O Bloco de Esquerda apesar de, em termos proporcionais, ter uma presença menos expressiva nos órgãos das autarquias locais do que na Assembleia da República ou no Parlamento Europeu, tem bem vincado na sua atividade política a defesa da autonomia local.

A defesa da autonomia local tem estado presente num conjunto de iniciativas legislativas, mas também na ação intransigente dos autarcas eleitos pelo Bloco de Esquerda em cada uma das autarquias locais. Basta lembrar a intervenção legislativa e em cada Assembleia Municipal levada a cabo pela/os eleita/os do Bloco de Esquerda na defesa da realização de referendos relativos ao processo de extinção de freguesias. A defesa dos referendos nesta matéria (como também quanto a processos de privatização das Águas), foi norteada pelo reconhecimento da autonomia local enquanto forma de expressão das vontades das populações, enquanto o verdadeiro exercício de um direito político de cada um de nós enquanto sujeito de uma comunidade local.

Esta noção de autonomia local enquanto expressão de um direito de participação política, expressamente reconhecida no Acórdão do Supremo Tribunal Administrativo de 14 de Julho de 2015 que salienta: Ora, tal como a pretensão e fundamentos dos aqui requerentes vêm colocados, efetivamente, não podemos deixar de considerar que está aqui em causa a garantia constitucional da autonomia local assim como a defesa do património do Município como valores difusos, que asseguram a participação política dos respectivos eleitores, num plano de autonomia relativamente às tomadas de decisão de caráter nacional, onde se pode incluir a Resolução do Conselho de Ministros aqui em causa relativamente ao Município de Lisboa e direitos de participação política dos cidadãos recenseados no Município de Lisboa.”.
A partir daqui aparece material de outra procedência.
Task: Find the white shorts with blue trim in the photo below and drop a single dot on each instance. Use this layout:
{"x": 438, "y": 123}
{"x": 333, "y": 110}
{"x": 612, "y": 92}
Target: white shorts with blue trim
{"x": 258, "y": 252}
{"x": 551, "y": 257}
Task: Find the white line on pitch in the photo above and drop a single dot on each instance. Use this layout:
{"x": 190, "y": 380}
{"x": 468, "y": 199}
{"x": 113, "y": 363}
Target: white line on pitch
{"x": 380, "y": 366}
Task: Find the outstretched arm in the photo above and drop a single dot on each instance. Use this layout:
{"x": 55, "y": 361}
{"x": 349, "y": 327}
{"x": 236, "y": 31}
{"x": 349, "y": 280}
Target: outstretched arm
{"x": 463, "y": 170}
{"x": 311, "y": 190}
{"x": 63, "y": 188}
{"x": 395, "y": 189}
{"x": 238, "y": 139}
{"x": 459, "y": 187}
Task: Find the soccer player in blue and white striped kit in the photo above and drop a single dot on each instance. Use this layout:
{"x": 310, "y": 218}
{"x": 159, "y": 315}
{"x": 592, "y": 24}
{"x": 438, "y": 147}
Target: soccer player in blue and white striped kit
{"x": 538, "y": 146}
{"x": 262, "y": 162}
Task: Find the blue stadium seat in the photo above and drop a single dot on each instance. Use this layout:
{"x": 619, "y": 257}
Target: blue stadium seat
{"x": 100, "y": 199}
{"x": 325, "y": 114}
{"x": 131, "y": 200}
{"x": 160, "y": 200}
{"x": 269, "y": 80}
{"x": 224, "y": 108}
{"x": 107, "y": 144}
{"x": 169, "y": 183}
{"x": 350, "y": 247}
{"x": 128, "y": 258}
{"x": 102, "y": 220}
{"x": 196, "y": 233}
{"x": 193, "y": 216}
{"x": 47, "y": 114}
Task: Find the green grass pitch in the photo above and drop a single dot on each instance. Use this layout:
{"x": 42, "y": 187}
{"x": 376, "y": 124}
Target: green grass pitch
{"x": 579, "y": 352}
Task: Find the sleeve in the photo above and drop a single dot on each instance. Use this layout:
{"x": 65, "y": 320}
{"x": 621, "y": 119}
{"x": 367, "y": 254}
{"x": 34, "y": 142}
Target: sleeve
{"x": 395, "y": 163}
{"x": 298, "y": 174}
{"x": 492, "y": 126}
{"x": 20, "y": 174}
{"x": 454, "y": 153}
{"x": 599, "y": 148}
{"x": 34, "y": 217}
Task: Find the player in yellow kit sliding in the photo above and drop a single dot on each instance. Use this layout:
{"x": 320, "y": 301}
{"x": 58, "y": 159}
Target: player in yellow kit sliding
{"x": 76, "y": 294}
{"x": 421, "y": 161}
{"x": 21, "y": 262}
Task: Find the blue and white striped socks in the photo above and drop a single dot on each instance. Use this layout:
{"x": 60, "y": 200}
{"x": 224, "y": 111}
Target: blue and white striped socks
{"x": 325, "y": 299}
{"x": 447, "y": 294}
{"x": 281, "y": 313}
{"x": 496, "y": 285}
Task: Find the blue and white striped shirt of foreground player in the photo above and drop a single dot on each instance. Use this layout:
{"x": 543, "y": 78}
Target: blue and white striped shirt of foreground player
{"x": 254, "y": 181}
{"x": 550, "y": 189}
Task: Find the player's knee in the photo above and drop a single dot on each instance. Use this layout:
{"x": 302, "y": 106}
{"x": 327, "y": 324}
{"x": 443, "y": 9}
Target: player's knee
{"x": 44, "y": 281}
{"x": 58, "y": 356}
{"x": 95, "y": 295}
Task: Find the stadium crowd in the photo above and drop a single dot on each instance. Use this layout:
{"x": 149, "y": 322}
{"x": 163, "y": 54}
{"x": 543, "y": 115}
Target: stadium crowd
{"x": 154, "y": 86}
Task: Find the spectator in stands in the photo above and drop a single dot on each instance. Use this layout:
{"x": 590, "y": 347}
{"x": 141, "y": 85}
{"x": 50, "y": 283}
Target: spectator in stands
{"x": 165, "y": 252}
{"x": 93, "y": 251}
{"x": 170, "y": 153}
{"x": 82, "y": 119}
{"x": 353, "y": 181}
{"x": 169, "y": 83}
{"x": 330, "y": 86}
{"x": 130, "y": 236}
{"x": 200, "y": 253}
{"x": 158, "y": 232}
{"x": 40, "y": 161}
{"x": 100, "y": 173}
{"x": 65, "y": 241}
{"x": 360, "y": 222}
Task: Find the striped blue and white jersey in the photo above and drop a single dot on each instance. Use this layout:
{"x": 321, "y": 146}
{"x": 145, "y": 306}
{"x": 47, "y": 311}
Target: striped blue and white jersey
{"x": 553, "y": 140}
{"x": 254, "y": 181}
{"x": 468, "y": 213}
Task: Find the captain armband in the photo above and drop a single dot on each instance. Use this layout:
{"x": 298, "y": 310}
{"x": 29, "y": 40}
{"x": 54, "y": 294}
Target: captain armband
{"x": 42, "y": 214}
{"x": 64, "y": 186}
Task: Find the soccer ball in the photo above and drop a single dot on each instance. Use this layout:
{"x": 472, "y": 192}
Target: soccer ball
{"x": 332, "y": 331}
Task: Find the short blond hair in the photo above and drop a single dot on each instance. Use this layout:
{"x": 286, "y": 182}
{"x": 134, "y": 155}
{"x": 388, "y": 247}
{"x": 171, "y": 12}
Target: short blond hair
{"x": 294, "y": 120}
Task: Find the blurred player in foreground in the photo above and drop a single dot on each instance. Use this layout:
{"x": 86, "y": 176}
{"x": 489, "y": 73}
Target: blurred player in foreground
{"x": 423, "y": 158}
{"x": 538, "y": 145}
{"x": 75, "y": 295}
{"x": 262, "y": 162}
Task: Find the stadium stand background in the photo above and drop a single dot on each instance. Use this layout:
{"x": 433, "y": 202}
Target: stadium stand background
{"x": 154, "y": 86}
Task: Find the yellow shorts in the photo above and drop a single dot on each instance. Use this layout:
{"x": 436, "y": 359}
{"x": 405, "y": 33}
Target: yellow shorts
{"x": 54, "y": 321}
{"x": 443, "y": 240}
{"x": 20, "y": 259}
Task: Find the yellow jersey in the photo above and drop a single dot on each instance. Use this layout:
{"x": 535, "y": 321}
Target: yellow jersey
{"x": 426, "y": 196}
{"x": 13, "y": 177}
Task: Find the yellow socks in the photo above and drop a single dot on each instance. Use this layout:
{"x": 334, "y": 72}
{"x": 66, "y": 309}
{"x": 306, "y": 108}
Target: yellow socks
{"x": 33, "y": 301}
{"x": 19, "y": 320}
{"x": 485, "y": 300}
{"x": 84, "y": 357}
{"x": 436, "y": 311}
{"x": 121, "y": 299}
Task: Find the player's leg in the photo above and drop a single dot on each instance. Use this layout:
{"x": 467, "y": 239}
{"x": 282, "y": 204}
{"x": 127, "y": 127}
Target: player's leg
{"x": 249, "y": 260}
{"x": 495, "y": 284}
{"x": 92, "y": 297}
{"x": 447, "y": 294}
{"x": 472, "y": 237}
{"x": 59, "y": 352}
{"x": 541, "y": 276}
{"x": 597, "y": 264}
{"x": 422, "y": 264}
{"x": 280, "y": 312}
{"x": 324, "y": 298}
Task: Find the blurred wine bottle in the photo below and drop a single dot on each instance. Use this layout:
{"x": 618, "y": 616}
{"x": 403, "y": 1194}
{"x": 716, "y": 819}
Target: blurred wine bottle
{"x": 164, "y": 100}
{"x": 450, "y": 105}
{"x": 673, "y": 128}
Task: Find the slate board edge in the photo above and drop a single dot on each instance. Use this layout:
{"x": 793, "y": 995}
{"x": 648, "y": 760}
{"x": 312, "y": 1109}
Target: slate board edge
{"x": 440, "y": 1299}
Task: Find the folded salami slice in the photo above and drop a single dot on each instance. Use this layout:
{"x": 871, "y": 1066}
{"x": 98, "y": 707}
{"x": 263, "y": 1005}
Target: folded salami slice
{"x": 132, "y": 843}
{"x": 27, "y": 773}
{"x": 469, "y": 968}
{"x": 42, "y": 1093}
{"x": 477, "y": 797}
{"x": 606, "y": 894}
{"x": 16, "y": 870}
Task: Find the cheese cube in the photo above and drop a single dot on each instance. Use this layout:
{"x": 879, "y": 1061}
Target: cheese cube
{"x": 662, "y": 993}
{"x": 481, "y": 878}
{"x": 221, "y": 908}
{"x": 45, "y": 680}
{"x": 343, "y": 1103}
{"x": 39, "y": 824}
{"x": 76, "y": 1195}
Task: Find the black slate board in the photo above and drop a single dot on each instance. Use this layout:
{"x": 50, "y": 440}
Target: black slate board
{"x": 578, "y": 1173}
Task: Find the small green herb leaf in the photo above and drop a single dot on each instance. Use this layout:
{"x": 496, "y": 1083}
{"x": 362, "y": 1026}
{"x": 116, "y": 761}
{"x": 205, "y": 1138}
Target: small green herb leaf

Sublinhe-se que este Acórdão foi proferido no âmbito de uma Providência Cautelar, proposta enquanto Ação Popular por um conjunto de cidadãos, autarcas e trabalhadores que militam no Bloco de Esquerda, visando travar a subconcessão da Carris e do Metro de Lisboa.

Nesta quinta-feira, 8 de outubro, foi publicado o Acórdão do Tribunal Constitucional n.º 494/2015, que veio a declarar a inconstitucionalidade, com força obrigatória geral da “norma constante da alínea b) do n.º 3 do artigo 364.º da Lei Geral do Trabalho em Funções Públicas (LTFP), aprovada pela Lei n.º 35/2014, de 20 de junho, bem como, consequentemente, da norma constante do n.º 6 do mesmo artigo 364.º da LTFP, na parte aplicável, em ambas as disposições, à outorga pelos membros do Governo responsáveis pelas áreas das finanças e da Administração Pública dos acordos coletivos de empregador público no âmbito da administração autárquica”.

Neste Acórdão, veio o Tribunal Constitucional reafirmar o Princípio da Autonomia Local sublinhando que: “a autonomia local, constitucionalmente garantida, visa «a prossecução de interesses próprios das populações respetivas» (artigo 235.º, n.º 2, da Constituição). É nesse contexto que a lei define as atribuições das autarquias (artigo 237.º, n.º 1), em domínios, áreas ou matérias determinadas, como o ordenamento do território, o ambiente, a cultura, a ação social, a proteção civil ou a educação (cfr. os artigos 7.º e 23.º do Regime Jurídico das Autarquias Locais, aprovado em anexo à Lei n.º 75/2013, de 12 de setembro). Paralelamente, a Constituição consagra dimensões ou elementos constitutivos da autonomia, decorrentes do princípio da autonomia local, que garantem que o desempenho pelas autarquias, como entes democráticos locais, das suas atribuições não se encontra indevidamente condicionado pelo Governo (a autonomia orçamental, regulamentar, ou de pessoal). A existência de órgãos das autarquias com legitimidade democrática direta – que são eleitos pela população local e perante esta responsáveis – seria incompatível com a sujeição da sua organização ou funcionamento a uma qualquer relação de hierarquia ou sujeição a tutela de mérito pela administração do Estado. Caso contrário, os titulares do poder local poderiam ser politicamente responsabilizados por opções que não foram por si livremente tomadas.”.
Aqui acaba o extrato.